そんな図面を見ていた孫策を不思議に思ったのか周瑜が訪ねてきた。一時期は食事も喉を通らない程憔悴していた周瑜だったがこの決戦に居たり、活力を少し取り戻していた。だが、目元には隈が出来、体はやせ細ってしまっていたが。
「……この戦は負けるわ」
「それはそうだろう。いくら雪蓮とはいえ14万の軍勢を相手にどうにかなるわけではないからな」
孫策の言葉に周瑜は当然といわんばかりに同意する。最早孫家に未来はない。だが、少しでもいい方向に向かわせようと藻掻いているのだ。だが、孫策が言いたいことはそんなことではなかった。

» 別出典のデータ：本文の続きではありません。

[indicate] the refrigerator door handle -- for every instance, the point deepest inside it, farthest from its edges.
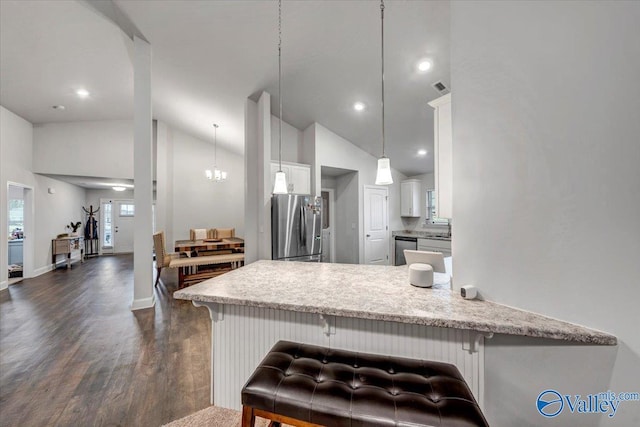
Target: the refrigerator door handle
(303, 227)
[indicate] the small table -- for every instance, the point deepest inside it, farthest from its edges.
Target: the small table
(189, 246)
(70, 246)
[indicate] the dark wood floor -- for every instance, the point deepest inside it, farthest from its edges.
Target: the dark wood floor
(73, 354)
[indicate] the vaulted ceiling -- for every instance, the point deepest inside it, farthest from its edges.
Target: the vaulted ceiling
(209, 56)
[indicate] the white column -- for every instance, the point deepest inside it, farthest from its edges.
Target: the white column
(164, 183)
(264, 176)
(258, 179)
(143, 170)
(251, 200)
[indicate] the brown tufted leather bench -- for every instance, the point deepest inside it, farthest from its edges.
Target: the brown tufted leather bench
(306, 385)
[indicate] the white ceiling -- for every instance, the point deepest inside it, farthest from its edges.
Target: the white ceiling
(209, 56)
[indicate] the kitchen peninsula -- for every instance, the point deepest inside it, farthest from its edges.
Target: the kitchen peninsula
(356, 307)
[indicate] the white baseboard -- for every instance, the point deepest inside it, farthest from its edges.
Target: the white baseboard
(40, 271)
(142, 303)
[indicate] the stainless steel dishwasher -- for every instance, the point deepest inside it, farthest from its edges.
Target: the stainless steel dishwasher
(402, 243)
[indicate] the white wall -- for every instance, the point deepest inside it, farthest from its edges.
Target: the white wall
(98, 148)
(335, 151)
(199, 202)
(16, 136)
(52, 212)
(546, 178)
(291, 141)
(426, 184)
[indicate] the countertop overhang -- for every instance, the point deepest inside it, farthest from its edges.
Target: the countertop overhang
(376, 293)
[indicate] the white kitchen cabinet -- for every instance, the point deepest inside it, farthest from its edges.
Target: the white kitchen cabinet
(443, 155)
(15, 251)
(298, 176)
(410, 198)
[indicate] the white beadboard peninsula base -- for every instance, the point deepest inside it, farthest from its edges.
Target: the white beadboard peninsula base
(241, 336)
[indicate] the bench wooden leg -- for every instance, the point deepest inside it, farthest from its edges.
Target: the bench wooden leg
(181, 277)
(248, 417)
(158, 269)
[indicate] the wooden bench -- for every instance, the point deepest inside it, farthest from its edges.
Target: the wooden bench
(189, 271)
(307, 386)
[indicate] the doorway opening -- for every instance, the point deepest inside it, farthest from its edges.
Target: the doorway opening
(19, 227)
(116, 226)
(344, 239)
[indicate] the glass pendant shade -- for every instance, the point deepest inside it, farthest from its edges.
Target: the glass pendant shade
(383, 176)
(280, 186)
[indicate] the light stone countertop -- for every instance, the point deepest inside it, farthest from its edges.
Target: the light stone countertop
(377, 293)
(420, 234)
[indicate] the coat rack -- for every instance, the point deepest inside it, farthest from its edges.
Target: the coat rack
(91, 234)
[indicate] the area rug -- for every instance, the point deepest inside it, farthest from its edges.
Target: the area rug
(214, 416)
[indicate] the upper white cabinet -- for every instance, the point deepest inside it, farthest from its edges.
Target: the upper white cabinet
(410, 198)
(298, 176)
(443, 155)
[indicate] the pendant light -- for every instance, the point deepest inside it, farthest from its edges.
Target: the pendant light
(383, 176)
(217, 174)
(280, 186)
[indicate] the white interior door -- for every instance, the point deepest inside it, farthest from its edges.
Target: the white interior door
(376, 225)
(123, 213)
(328, 215)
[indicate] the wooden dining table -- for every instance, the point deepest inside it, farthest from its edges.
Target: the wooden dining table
(194, 246)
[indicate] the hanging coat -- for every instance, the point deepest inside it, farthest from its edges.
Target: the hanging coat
(91, 228)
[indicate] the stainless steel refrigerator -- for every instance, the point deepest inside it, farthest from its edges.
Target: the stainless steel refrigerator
(296, 227)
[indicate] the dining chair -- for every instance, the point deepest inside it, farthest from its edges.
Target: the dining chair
(163, 259)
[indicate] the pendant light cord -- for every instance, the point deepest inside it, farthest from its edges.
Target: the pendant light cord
(280, 83)
(215, 145)
(382, 39)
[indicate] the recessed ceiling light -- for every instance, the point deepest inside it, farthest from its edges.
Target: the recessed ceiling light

「違うわ。決戦において私たちは完膚なきまでに負ける。そんな気がするのよ」
「つまり、我々の決死の一撃を板垣は迎え撃てると?」
続いて飛び出した孫策の言葉に流石の周瑜も同意する事は出来なかった。もしそれが本当だとするなら板垣はこちらの策を返り討ちに出来る策を用意している事になる。いくら何でも大軍を率いている者がそのような事を行うとは思えなかった。だが、同時に孫策の直感の鋭さは周瑜とて認めている。彼女の獣の如き直感で窮地を脱したことだってあるのだ。無下にする事は出来なかった。
「……わかった。ならばきちんと見極めてから行動しよう。その分蓮華様達には負担を強いる事になるが」
「仕方ないわ。恐らくだけどそれが良策よ」
この状況において本当の意味で良策と言えるものはないがそれでもマシな策であることに変わりはない。だが、それでも孫策は己の内からあふれてくる違和感をぬぐう事が出来なかった。それは日に日に大きくなり、孫策の心を蝕んでいった。
そして、そんな孫策の不調こそあれど決戦の日は近づき、ついに長沙北部のとある城邑の前で両軍は対峙するのだった。最初で最後になる、孫家の全力を賭けた決戦が今まさに始まろうとしているのであった。